The Federal Election Commission has formally dropped a case looking into whether former President Donald J. Trump violated election law with a payment of $130,000 shortly before the 2016 election to a pornographic-film actress by his personal lawyer, Michael D. Cohen.
The payment was never reported on Mr. Trump’s campaign filings. Mr. Cohen would go on to say that Mr. Trump had directed him to arrange payments to two women during the 2016 race and apologize for his involvement in a hush-money scandal. Mr. Cohen was sentenced to prison for breaking campaign finance laws, tax evasion and lying to Congress.
“It was my own weakness and a blind loyalty to this man that led me to choose a path of darkness over light,” Mr. Cohen said of Mr. Trump in court in 2018.

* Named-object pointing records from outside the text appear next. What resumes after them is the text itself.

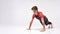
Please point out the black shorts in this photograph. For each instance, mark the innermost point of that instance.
(45, 20)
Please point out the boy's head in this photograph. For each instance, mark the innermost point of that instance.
(34, 9)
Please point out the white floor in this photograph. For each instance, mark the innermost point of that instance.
(15, 29)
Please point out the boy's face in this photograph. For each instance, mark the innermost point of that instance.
(35, 12)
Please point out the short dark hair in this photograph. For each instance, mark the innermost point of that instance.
(34, 7)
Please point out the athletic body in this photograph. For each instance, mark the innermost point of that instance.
(42, 18)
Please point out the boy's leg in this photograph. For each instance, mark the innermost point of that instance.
(50, 25)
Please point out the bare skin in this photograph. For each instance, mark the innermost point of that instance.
(50, 26)
(42, 19)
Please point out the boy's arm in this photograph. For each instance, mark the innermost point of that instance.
(31, 22)
(43, 23)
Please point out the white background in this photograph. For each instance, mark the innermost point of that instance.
(18, 12)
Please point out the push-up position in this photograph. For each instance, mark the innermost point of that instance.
(42, 18)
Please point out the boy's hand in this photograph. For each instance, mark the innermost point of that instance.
(42, 30)
(28, 29)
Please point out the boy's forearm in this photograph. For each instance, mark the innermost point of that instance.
(43, 24)
(30, 24)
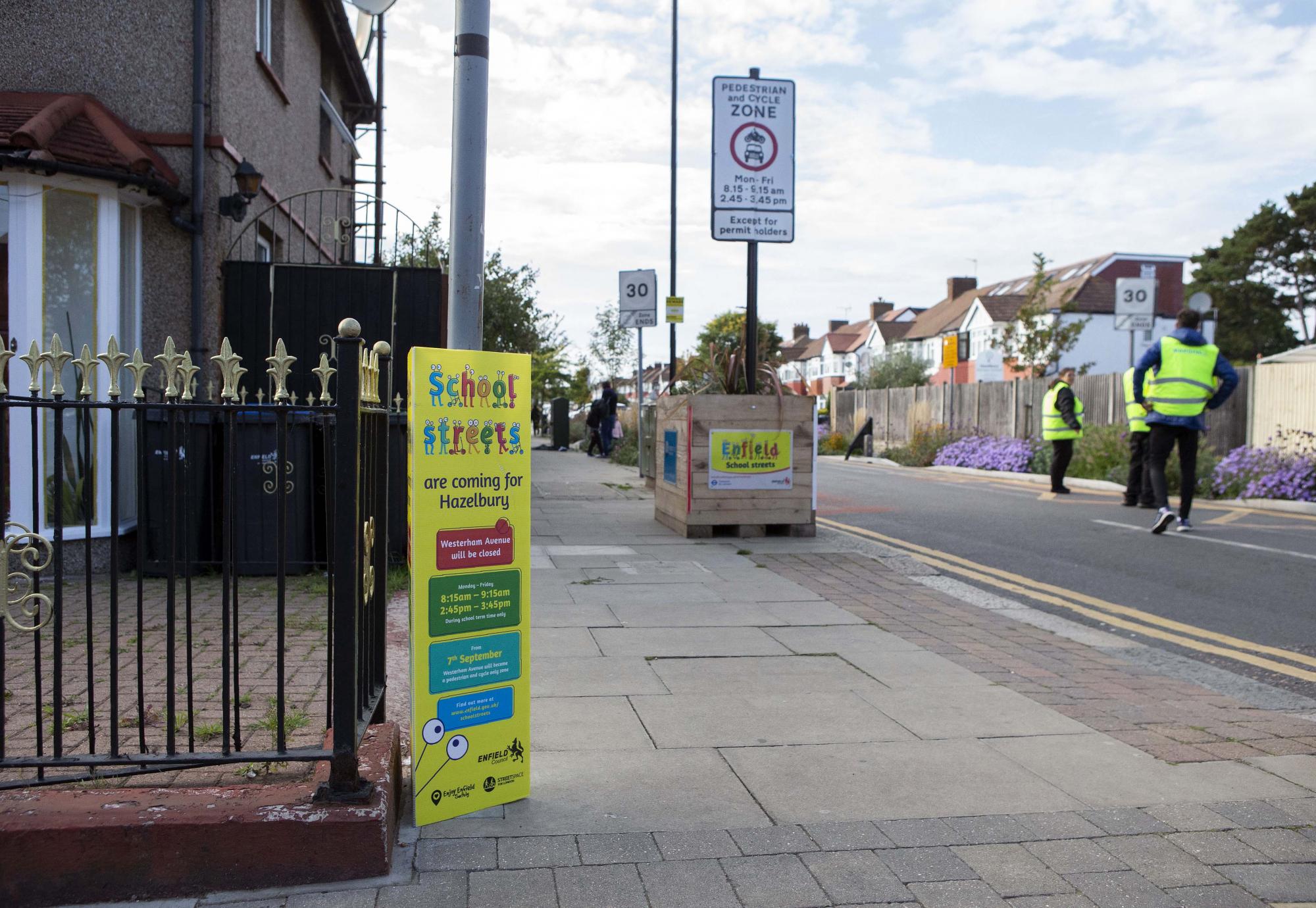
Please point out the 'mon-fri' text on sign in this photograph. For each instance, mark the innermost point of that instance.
(753, 160)
(469, 513)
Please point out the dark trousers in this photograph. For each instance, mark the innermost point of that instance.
(1063, 452)
(1139, 489)
(1160, 445)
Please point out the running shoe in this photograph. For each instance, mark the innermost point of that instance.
(1164, 519)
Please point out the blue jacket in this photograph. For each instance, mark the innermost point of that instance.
(1152, 360)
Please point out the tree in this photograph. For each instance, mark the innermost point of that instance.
(1251, 324)
(580, 390)
(897, 369)
(613, 348)
(727, 332)
(1039, 338)
(1268, 264)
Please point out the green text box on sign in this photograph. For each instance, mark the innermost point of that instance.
(474, 663)
(460, 603)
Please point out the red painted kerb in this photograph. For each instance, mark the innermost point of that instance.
(116, 844)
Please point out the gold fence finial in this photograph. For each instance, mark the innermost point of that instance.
(26, 555)
(86, 365)
(280, 365)
(6, 355)
(35, 361)
(114, 360)
(59, 359)
(188, 376)
(324, 372)
(231, 370)
(139, 368)
(170, 361)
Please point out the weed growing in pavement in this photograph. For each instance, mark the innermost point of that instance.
(834, 443)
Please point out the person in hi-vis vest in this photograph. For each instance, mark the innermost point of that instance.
(1138, 492)
(1184, 388)
(1063, 423)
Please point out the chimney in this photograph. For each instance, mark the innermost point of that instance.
(880, 309)
(957, 286)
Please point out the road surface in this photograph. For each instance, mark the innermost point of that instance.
(1240, 593)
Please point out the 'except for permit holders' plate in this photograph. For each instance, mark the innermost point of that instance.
(460, 603)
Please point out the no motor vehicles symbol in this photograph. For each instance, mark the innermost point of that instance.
(753, 147)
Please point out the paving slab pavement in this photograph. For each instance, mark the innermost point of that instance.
(747, 735)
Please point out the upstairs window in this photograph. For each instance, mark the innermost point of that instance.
(269, 34)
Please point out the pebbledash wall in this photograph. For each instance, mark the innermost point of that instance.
(136, 59)
(1014, 409)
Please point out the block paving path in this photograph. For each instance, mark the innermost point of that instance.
(785, 724)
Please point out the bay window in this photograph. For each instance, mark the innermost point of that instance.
(74, 269)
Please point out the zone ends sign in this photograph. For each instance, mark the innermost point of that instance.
(753, 160)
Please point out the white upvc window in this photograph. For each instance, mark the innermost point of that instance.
(73, 249)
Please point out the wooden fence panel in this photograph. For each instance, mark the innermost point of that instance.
(1284, 397)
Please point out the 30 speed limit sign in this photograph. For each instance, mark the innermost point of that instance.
(1135, 305)
(638, 294)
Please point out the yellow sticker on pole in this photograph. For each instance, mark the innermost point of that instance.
(676, 310)
(469, 523)
(951, 351)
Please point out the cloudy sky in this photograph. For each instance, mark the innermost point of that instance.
(935, 139)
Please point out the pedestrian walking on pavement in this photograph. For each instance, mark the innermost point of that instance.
(1063, 423)
(593, 420)
(1138, 492)
(610, 416)
(1192, 377)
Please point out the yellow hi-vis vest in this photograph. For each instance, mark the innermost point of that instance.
(1136, 413)
(1186, 380)
(1053, 424)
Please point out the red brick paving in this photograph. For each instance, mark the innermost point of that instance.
(1169, 719)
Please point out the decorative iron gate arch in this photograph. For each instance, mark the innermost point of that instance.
(336, 227)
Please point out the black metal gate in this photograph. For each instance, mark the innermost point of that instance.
(105, 677)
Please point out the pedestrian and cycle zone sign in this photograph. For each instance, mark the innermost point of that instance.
(469, 524)
(1135, 305)
(753, 160)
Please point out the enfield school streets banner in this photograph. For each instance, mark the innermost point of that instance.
(469, 519)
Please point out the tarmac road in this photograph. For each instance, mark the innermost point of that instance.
(1240, 593)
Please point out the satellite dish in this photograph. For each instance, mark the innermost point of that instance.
(373, 7)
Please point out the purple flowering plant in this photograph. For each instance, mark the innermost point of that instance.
(988, 453)
(1284, 469)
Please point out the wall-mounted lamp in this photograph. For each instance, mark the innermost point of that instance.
(249, 185)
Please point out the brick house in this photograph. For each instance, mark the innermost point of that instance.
(978, 315)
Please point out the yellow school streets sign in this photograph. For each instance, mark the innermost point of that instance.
(469, 510)
(749, 460)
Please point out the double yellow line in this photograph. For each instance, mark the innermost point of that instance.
(1119, 617)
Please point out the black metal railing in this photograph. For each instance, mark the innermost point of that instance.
(105, 678)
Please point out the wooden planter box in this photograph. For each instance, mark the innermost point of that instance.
(684, 498)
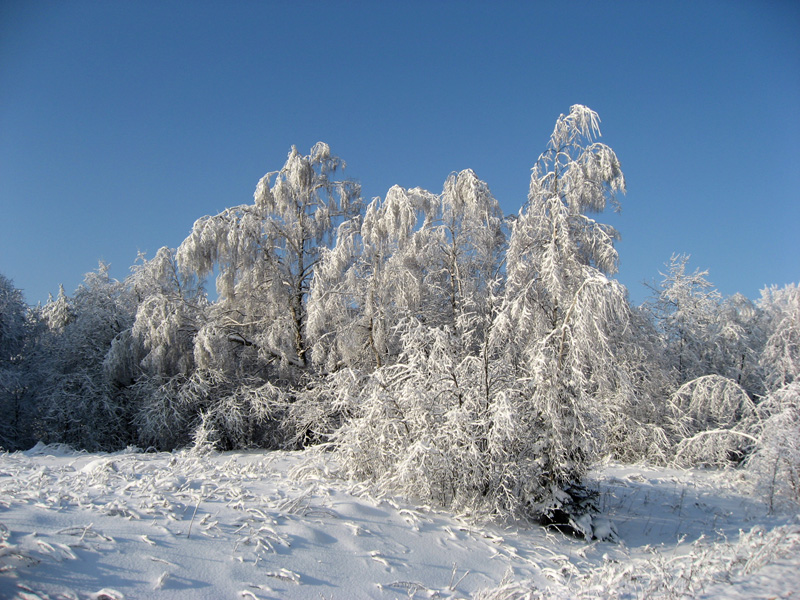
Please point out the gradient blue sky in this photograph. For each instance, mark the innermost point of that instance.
(123, 122)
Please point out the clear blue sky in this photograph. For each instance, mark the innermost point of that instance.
(123, 122)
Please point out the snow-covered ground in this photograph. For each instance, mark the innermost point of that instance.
(278, 525)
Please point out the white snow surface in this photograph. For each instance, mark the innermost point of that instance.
(268, 525)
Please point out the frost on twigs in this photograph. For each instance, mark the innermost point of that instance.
(713, 418)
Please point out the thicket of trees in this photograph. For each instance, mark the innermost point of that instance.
(442, 349)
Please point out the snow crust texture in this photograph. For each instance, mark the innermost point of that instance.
(266, 525)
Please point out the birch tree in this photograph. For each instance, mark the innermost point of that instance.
(685, 309)
(562, 314)
(265, 255)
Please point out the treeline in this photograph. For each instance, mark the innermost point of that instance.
(442, 349)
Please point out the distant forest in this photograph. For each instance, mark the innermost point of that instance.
(441, 349)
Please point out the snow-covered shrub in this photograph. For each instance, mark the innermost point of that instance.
(781, 356)
(776, 462)
(323, 405)
(445, 428)
(712, 420)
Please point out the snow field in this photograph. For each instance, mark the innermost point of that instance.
(268, 525)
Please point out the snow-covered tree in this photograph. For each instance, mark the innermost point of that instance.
(81, 404)
(740, 337)
(685, 308)
(412, 255)
(149, 363)
(563, 316)
(14, 338)
(369, 281)
(505, 424)
(265, 255)
(776, 461)
(781, 356)
(713, 419)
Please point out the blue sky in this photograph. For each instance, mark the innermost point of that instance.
(123, 122)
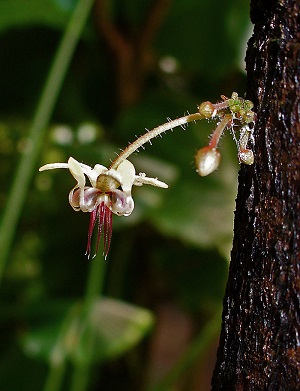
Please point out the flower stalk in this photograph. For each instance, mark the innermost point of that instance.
(110, 188)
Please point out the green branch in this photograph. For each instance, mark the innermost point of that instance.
(37, 131)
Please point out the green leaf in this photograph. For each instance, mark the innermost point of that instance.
(19, 13)
(113, 328)
(110, 329)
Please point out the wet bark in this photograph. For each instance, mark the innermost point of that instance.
(260, 338)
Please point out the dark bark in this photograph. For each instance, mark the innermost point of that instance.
(260, 339)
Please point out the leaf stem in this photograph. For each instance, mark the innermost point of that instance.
(24, 174)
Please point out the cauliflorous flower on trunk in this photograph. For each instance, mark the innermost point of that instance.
(109, 192)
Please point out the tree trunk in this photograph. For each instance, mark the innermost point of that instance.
(260, 338)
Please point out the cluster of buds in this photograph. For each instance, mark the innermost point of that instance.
(109, 189)
(232, 113)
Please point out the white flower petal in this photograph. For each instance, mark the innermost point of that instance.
(77, 171)
(141, 179)
(127, 171)
(53, 166)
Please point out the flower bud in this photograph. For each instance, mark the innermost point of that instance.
(246, 156)
(206, 109)
(207, 160)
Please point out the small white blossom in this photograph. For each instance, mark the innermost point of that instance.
(110, 192)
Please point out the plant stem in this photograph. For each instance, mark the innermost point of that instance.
(23, 176)
(154, 133)
(219, 130)
(195, 351)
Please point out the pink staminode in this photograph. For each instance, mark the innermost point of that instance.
(104, 216)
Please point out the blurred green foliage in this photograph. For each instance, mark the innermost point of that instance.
(175, 246)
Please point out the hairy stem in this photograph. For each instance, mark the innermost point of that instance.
(153, 133)
(219, 130)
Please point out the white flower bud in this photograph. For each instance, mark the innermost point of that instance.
(207, 160)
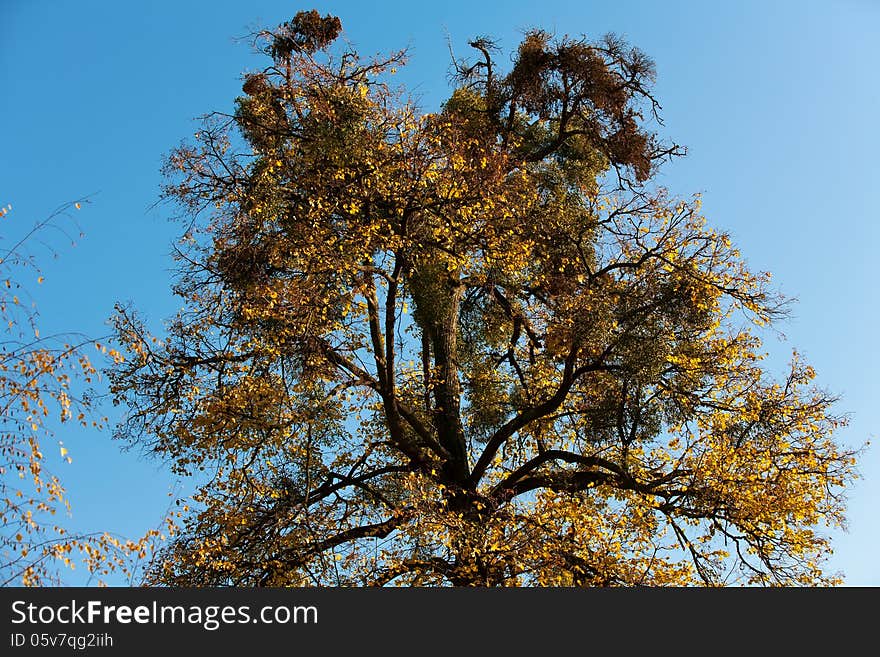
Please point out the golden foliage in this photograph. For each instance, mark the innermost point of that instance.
(456, 348)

But while the federal court case involving Mr. Cohen was resolved, the F.E.C. issued only an internal report from its Office of General Counsel on how to proceed in its review in December 2020. The office said it had found “reason to believe” violations of campaign finance law were made “knowingly and willfully” by the Trump campaign.
But the election commission — split evenly between three Republicans and three Democratic-aligned commissioners — declined to proceed. Two Republican commissioners voted to dismiss the case while two Democratic commissions voted to move forward. There was one absence and one Republican recusal.